Enfin, chaque année, l’homme à la main verte s’applique à multiplier les graines de ses végétaux, qu’il range ensuite soigneusement. «Au printemps, l’enjeu est d’éviter les pollinisations croisées. Pour ce faire, je plante en fonction du vent, de sorte à ce que les graines de variétés différentes ne soient pas transportées d’une parcelle à l’autre.» En revanche, nul besoin d’effectuer une rotation des cultures, explique l’autodidacte. «Je pars du principe que les végétaux laissent une terre saine à leur descendance. C’est le cycle de la vie!» lance-t-il en regardant tendrement Bonnie et Clyde, deux coureurs indiens qui cancanent entre les plates-bandes. «Ces canards nous débarrassent des limaces. Ici, nous accueillons aussi hérissons et crapauds. Plus il y a de biodiversité, mieux c’est!»

 

Déchets réduits de 95%

Si on imagine aisément les plats concoctés durant l’été, difficile de se représenter ce que l’autarcie alimentaire signifie en hiver. Christophe Broillet, lui, rivalise de créativité. Galettes de maïs façon fajitas avec de la sauce tomate, légumes lactofermentés, conserves et pestos régalent la maisonnée la moitié de l’année. «Sentez ces poivrons séchés comme ils hument bon le soleil. Et goûtez ces cornichons, vous allez halluciner», assure-t-il, volubile, en nous ouvrant les bocaux sous le nez. Quant il ne récolte pas les fruits de son travail, le Romand achète viande, sucre, farine et lait en vrac à des paysans. «Avec un demi-cochon, je prépare des terrines et saucisses pour l’année. Et avec le lait, des tommes et de la crème. Nous avons aussi acheté un stérilisateur pour éviter le développement de bactéries.»

Grâce à ce fonctionnement, les Broillet ont réduit de 95% leurs déchets. «À cinq, nous remplissons une demi-poubelle toutes les deux semaines», se félicite Birgit, infirmière à domicile, qui fabrique elle-même les produits cosmétiques et ménagers du foyer. Mais où trouvent-ils le temps de tout faire? «C’est une vocation, résume Christophe, qui exerce en parallèle le métier d’apiculteur.

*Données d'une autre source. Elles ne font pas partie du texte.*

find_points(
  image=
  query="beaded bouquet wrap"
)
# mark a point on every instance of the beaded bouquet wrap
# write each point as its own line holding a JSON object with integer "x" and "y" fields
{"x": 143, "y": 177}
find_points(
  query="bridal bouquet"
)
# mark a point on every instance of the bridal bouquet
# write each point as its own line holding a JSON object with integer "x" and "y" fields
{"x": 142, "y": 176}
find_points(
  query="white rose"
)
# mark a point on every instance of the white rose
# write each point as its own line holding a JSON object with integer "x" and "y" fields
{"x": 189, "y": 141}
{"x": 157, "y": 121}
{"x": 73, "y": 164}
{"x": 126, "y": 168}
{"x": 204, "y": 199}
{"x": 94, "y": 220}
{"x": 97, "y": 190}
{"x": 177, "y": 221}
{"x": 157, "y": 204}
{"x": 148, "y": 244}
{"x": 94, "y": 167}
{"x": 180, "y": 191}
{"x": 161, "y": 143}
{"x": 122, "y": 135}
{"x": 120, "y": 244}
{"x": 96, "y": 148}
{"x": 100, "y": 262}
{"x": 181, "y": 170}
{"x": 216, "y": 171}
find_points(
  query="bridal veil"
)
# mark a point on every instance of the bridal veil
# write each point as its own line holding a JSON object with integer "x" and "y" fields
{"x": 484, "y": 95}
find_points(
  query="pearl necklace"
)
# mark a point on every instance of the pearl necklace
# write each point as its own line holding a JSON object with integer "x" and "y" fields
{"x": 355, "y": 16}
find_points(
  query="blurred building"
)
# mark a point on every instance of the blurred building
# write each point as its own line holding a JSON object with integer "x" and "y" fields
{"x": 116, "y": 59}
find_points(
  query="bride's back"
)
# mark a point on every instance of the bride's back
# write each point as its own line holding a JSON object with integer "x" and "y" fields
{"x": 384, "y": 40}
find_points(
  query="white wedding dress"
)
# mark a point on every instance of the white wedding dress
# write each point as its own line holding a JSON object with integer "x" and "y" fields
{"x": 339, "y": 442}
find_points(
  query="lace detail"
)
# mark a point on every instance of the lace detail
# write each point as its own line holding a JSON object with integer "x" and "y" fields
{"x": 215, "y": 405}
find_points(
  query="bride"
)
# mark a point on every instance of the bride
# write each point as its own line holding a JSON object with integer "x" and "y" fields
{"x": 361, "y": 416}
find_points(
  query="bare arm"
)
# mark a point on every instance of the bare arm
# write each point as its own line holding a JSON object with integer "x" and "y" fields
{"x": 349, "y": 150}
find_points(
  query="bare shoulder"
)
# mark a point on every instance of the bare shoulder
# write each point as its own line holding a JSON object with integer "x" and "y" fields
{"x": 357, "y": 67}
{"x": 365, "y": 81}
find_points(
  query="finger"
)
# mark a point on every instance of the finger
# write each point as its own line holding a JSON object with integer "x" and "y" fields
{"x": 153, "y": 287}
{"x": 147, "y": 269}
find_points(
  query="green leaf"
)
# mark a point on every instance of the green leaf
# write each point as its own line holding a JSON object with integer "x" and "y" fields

Il faut être organisé, zen et motivé, même s’il n’est pas facile d’être en marge de la société.» Fort de leur expérience, ils ont lancé une chaîne YouTube baptisée «L’art du fait maison», sur laquelle ils documentent leur démarche auprès de 3000 abonnés. «Nous encourageons tous ceux qui ont un bout de terrain, même un balcon, à se lancer. Face à la crise climatique, il est possible d’agir. C’est même une nécessité.»

+ d’infos www.lartdufaitmaison.com

 

Texte(s): Lila Erard
Photo(s): Jean-Paul Guinnard

Son terrain, c’est:

  • 990 m2 à 770 mètres d’altitude.
  • 100 m2 de serre.
  • Plus de 120 variétés de légumes.
  • 350 plantons de salades.
  • 35 espèces de poivrons et piments.
  • 150 kg de tomates en conserve par année.
  • 2 heures minimum de travail par jour.
  • Un réservoir de 10000 litres d’eau de pluie pour arroser la parcelle.

Le jardinier

Christophe Broillet a d’abord été ingénieur en télécommunication et gestionnaire de fortune avant de devenir apiculteur. En 2008, il s’est lancé le défi de l’autonomie alimentaire, avec son épouse Birgit. «J’aime être autodidacte. D’ailleurs, j’essaie d’apprendre une activité chaque hiver, comme la vannerie ou la fabrication d’outils», dit le Fribourgeois de 47 ans. Cet été, le couple déménagera dans une maison avec trois hectares de jardin au Portugal, dans lequel il fera pousser agrumes, olives et avocats.